Hay quienes empiezan a delegar toda la reserva del hotel en un agente, por teléfono o de viaje. El agente solo puede reservar y pagar cuando la información del establecimiento está actualizada y lista para confirmar. La mayoría de los hoteles aún no están preparados para que un agente los encuentre con precisión, lea el estado real de sus habitaciones y tarifas, y actúe con confianza.
Algunos establecimientos parecen posibles, pero la disponibilidad y el precio total parecen tener horas de antigüedad, y las tasas obligatorias no se muestran antes del proceso de pago. No puedo confirmar una habitación a ese total para ese periodo sin una respuesta actualizada del propio establecimiento.
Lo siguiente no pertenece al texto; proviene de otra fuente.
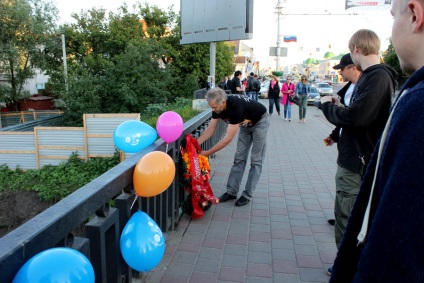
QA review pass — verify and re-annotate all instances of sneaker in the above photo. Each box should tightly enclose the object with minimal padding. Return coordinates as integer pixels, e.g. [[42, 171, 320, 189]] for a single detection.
[[236, 196, 250, 206], [219, 193, 237, 202]]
La descripción de accesibilidad parece un texto genérico de servicios, y la inclusión del desayuno difiere entre el sitio del establecimiento y la ficha. No puedo asegurar que la habitación se ajuste a la solicitud ni que el desayuno forme parte de la tarifa.
Las páginas públicas no coinciden en el plazo de cancelación ni en el depósito, y la elegibilidad de fidelidad en esa tarifa no se puede confirmar. No puedo comprometerme ni pagar por adelantado sin que el establecimiento confirme la política y el beneficio.